Baby Feet

Mother's Day.  This year Mother's Day brings on a whole new meaning for me.  One of grief and pain.

Jacob and I had heard of all the statistics.  We knew several stories of loss.  But knowing the possibilities, and experiencing the physical and emotional pain are two very different things.

At the beginning of August, I was exhausted, food was gross, and I could literally smell the water in my shower.  I took a pregnancy test.  It was positive.

We told our parents immediately, partly to share in joy and excitement, and partly because we aren't 26, and we don't have our own insurance plan.

We bought baby things and maternity things.  We discussed names.  We had so many plans.

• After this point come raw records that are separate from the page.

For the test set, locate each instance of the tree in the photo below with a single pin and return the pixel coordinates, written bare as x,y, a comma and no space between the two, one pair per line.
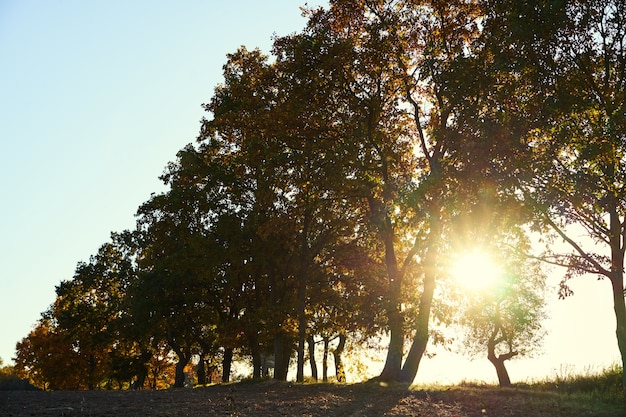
504,319
47,359
575,178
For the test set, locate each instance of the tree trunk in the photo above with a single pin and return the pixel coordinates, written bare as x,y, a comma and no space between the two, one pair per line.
326,341
393,362
257,360
498,361
201,371
91,384
227,362
302,284
617,283
503,375
420,340
340,372
311,345
282,355
619,306
183,360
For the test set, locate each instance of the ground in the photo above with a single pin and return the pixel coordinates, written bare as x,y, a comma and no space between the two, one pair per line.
284,399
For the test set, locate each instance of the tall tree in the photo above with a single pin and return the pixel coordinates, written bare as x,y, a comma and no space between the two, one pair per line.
576,179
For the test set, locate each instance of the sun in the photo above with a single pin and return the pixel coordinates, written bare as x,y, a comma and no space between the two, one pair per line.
476,270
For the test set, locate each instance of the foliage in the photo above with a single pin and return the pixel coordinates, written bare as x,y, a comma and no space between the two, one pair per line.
331,181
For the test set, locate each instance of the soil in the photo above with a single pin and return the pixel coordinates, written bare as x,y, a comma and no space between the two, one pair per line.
272,398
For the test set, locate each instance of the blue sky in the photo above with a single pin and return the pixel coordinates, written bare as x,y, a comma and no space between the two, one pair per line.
97,96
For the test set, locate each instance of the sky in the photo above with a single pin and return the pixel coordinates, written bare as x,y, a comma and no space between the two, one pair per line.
96,97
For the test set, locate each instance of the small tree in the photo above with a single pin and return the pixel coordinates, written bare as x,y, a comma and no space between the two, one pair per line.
504,319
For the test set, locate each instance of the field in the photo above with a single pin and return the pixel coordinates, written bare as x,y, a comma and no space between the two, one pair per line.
272,398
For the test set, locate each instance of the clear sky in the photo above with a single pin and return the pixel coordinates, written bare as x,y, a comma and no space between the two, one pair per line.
97,96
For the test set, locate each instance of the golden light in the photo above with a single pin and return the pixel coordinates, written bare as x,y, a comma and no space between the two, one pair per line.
476,270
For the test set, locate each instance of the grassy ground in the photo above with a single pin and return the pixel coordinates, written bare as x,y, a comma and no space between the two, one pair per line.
597,395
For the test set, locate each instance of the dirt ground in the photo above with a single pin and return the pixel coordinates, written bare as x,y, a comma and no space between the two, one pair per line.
284,399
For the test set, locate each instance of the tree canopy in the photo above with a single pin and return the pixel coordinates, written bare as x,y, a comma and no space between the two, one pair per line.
333,180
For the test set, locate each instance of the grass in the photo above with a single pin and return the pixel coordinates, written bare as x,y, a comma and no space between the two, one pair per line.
604,385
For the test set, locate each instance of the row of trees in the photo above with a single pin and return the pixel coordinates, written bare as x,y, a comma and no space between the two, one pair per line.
334,183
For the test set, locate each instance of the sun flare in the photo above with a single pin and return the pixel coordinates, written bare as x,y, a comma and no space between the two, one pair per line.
477,270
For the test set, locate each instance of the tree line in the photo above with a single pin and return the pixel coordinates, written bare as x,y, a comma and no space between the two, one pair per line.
334,182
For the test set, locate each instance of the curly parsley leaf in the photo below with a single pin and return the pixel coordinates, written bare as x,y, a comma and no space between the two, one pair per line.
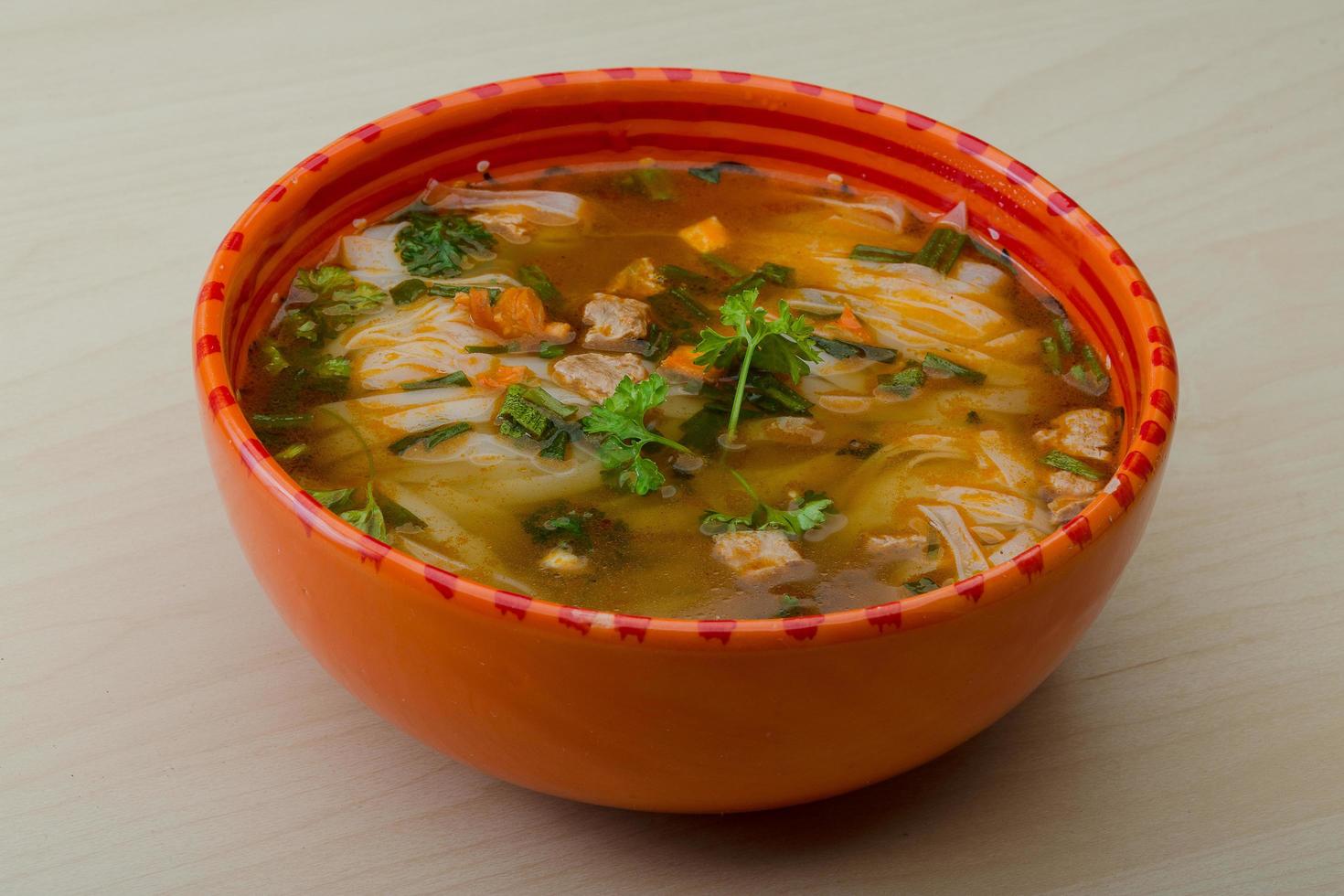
620,418
780,346
805,513
434,245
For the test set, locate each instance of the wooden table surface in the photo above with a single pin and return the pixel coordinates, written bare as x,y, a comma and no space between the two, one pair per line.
160,730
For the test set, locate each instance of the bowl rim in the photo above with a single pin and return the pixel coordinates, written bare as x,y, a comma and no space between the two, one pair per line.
1136,470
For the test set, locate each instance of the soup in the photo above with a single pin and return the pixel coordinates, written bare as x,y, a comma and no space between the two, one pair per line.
691,391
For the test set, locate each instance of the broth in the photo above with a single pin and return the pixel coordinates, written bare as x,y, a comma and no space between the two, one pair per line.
443,383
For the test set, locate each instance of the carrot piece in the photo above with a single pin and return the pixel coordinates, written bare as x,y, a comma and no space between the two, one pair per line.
682,361
503,375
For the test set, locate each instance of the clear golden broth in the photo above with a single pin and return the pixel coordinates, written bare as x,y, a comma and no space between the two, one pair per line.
667,566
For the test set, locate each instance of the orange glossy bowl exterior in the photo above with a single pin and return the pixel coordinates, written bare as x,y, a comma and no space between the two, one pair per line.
677,713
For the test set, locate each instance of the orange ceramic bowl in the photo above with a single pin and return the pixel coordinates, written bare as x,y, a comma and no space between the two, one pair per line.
677,715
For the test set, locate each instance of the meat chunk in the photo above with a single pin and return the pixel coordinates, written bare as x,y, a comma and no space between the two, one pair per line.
891,549
1066,495
640,278
560,559
1083,432
614,321
508,225
595,377
794,430
755,554
707,235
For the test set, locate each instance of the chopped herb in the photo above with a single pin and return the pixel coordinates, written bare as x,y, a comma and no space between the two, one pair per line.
620,418
433,245
535,278
429,437
700,432
456,378
806,513
906,382
332,498
280,422
783,346
682,275
1050,352
866,252
940,366
293,452
860,449
557,446
657,343
839,348
722,265
1067,464
408,292
520,417
711,174
325,280
395,516
581,529
941,251
768,272
654,183
368,518
1066,337
923,584
543,400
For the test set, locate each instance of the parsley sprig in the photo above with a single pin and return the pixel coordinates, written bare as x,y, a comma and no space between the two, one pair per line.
811,512
620,418
780,346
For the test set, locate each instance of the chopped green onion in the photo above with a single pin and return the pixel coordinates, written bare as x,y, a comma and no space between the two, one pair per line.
941,251
938,364
866,252
408,292
429,437
543,400
906,382
280,422
535,278
1066,337
294,450
683,275
1050,351
839,348
1067,464
456,378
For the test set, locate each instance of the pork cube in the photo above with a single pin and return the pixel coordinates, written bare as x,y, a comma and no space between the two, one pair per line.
1083,432
595,377
640,278
614,321
755,554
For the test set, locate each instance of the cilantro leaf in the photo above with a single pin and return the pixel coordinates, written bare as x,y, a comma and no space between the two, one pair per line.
434,245
620,418
780,346
803,515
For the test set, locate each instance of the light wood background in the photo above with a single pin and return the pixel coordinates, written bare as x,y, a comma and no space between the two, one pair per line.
162,731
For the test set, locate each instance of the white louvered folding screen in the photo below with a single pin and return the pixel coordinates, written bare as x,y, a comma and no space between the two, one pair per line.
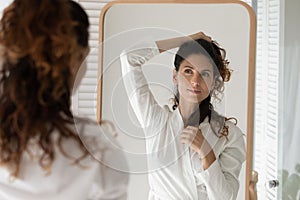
267,94
85,99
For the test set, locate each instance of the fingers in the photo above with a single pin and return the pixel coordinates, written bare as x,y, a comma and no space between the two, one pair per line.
193,137
201,35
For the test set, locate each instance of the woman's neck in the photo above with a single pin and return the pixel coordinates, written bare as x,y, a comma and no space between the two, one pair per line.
187,109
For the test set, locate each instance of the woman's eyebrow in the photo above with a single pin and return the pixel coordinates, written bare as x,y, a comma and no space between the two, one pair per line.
187,66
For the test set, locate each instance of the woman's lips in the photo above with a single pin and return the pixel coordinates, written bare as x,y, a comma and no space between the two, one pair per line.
194,91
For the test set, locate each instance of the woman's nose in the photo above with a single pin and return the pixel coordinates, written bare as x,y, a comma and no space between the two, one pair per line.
196,80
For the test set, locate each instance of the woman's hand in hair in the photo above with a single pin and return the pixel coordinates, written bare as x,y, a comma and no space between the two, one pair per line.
193,137
164,45
200,35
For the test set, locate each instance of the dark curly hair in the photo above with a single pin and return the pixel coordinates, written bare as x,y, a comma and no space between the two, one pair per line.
222,73
38,39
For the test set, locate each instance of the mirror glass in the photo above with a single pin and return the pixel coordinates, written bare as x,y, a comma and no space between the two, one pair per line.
123,25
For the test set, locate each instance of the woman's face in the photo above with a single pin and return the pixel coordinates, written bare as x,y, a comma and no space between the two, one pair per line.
194,78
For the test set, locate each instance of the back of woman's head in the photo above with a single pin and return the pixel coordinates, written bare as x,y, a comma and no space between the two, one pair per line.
38,41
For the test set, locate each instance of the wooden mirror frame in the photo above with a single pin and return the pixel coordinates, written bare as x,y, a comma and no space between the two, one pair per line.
251,68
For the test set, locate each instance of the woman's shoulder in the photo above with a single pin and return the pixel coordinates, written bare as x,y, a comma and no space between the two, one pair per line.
235,133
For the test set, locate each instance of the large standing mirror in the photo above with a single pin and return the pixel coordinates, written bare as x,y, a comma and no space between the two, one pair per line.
123,24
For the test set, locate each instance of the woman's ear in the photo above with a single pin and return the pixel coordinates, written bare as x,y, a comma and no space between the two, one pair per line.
175,81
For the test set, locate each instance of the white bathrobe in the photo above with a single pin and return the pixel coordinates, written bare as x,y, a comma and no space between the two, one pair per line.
175,171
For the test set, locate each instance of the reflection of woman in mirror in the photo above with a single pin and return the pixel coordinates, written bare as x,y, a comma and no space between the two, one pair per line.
42,46
195,152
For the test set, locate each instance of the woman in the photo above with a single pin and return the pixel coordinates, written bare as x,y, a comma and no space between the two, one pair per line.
194,153
42,156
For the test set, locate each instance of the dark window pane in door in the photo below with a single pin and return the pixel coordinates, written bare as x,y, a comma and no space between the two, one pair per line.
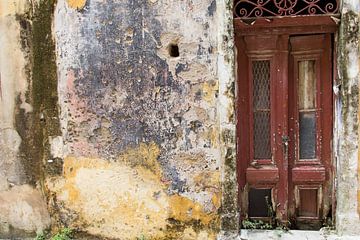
262,146
259,202
261,109
307,132
308,203
261,81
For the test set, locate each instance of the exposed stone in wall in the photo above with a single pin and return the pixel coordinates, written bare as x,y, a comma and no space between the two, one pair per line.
140,126
347,217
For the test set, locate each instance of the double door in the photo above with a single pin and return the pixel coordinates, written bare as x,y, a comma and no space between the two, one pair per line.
284,128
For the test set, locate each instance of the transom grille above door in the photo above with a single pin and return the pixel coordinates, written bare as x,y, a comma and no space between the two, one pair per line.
272,8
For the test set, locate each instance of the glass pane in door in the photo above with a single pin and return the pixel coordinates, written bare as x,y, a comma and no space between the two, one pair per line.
261,109
307,109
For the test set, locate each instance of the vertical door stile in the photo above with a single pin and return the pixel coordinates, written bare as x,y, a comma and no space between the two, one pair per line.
243,113
281,113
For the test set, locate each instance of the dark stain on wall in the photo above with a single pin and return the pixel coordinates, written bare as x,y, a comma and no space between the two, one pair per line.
212,8
125,84
36,127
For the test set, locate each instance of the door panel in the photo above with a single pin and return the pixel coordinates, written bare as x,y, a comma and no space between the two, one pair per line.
284,112
310,126
262,123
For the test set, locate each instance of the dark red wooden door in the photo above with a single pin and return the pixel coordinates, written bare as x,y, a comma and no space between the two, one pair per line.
284,128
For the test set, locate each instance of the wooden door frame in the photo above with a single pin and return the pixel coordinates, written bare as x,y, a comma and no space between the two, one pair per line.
302,25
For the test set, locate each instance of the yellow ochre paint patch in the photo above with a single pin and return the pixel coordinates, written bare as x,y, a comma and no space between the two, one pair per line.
77,4
126,196
185,210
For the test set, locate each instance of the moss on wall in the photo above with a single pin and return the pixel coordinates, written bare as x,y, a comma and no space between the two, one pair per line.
35,127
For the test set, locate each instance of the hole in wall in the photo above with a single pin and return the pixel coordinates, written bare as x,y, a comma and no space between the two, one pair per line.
173,50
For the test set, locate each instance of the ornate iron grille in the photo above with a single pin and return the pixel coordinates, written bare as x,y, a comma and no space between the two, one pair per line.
261,109
274,8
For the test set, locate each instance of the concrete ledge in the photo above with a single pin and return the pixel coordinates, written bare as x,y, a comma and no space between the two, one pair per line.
292,235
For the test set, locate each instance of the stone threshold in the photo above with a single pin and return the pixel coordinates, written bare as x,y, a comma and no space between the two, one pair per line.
247,234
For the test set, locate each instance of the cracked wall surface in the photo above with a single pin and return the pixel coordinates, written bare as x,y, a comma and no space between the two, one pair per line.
347,214
105,129
23,209
140,128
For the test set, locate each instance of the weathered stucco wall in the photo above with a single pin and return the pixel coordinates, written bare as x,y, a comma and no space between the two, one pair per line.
23,209
122,138
347,214
140,128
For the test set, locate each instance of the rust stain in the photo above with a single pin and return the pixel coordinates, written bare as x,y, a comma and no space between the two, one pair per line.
76,4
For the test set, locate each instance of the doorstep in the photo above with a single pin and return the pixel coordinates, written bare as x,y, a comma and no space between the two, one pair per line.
247,234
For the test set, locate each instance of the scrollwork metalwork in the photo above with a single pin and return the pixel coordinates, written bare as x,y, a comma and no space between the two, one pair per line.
273,8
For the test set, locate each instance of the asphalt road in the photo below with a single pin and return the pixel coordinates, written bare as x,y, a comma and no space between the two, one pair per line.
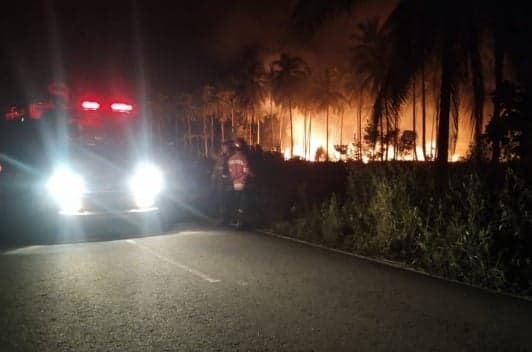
208,289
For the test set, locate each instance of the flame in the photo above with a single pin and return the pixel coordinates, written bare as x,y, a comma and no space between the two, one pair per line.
318,139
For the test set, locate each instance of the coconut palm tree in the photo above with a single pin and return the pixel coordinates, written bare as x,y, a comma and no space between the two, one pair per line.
329,97
370,60
250,87
288,75
448,31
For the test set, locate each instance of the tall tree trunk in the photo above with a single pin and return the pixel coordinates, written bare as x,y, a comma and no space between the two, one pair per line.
309,136
250,135
212,132
382,138
176,126
222,129
387,138
291,129
442,144
189,127
327,134
281,120
414,116
258,130
232,123
272,122
305,136
498,68
341,127
423,115
360,128
205,137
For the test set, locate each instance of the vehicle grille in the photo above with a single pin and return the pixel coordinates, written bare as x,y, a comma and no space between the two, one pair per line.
108,201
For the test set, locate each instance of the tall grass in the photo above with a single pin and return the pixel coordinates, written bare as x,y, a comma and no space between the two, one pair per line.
477,228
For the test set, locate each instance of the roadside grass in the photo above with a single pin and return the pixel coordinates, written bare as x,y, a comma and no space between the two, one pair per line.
476,228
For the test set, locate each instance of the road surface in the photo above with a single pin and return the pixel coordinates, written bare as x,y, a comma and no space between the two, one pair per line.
203,288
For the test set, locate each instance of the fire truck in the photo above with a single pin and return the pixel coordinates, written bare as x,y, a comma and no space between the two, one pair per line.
82,159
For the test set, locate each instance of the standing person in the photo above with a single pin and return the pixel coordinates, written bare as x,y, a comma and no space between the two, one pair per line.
222,183
240,173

At one of our appointments, we saw our baby via ultrasound.  The heartbeat was strong and fast.  We were more excited than ever.

One month later we went in for another routine appointment.  Everything was great.  We had plans to meet a friend for pizza afterwards. We had all the plans in the world.

Our baby had no heartbeat.

My precious, loved baby had died.  They did an ultrasound to be sure.  I stayed pretty emotionless at the doctor's office.  Jacob almost passed out.  The doctor told us it wasn't our fault.  The ultrasound tech, who knew who we were, gave me a hug and told us she would be praying.  We went home, numb.

I decided to wait and have a natural miscarriage.  I started bleeding about a week and a half later.  I was bleeding and cramping heavily by Saturday.  Jacob had some unchangeable commitments, and a dear friend came over and watched Friends with me, comforting me as I went through the day.  Jacob was home again for the worst of it.  I bled for two more weeks.  Through it all I didn't miss a single day of school, a single youth group event.  I pushed on.

A few weeks later, Jacob and I were visiting a church.  The pastor preached on Proverbs 19:21: "Many are the plans in a person's heart, but it is the Lord's purpose that prevails" (NIV).

I don't remember anything else about that sermon.  I simply remember the verse.  We had had so many plans.

I don't think God wanted our baby to die.  I believe that comes from the sin and the pain and hurt that comes from the fall.  I do think that no matter what plans Jacob and I make, and through the pain that we have dealt with, through the redeeming work of Christ, the glory of the Lord will prevail.

My baby is an important part of my life, and always will be.  I have a plaque of Proverbs 19:21 in my kitchen.  I have a figurine of two parents and a baby next to my bed.  Jacob and I had a special dinner date on my due date.  So far today I've cried four times.

But no matter how broken my heart is, no matter how emotional I may get, no matter how long it is before we're able to have another baby, the Lord's purpose will prevail.

I have two tattoos.  I got my first in college. It says "beloved" and comes from Deuteronomy 33:12 "Let the beloved of the Lord rest secure in Him" (NIV).  Jacob and I both got baby feet on our arms in October.  We want to always remember our precious little one, in the arms of our faithful savior.

We are the beloved of the Lord.  We are secure in His arms.  And in His arms I seek comfort.  In His arms I find rest and peace.

This Mother's Day is so hard for me.  I know it is hard for so many others.  I pray that those struggling with the pain of loss, infertility, or for those just tired of waiting, to find their rest, peace, and comfort in the Lord.  Because that's the only place it will truly come from.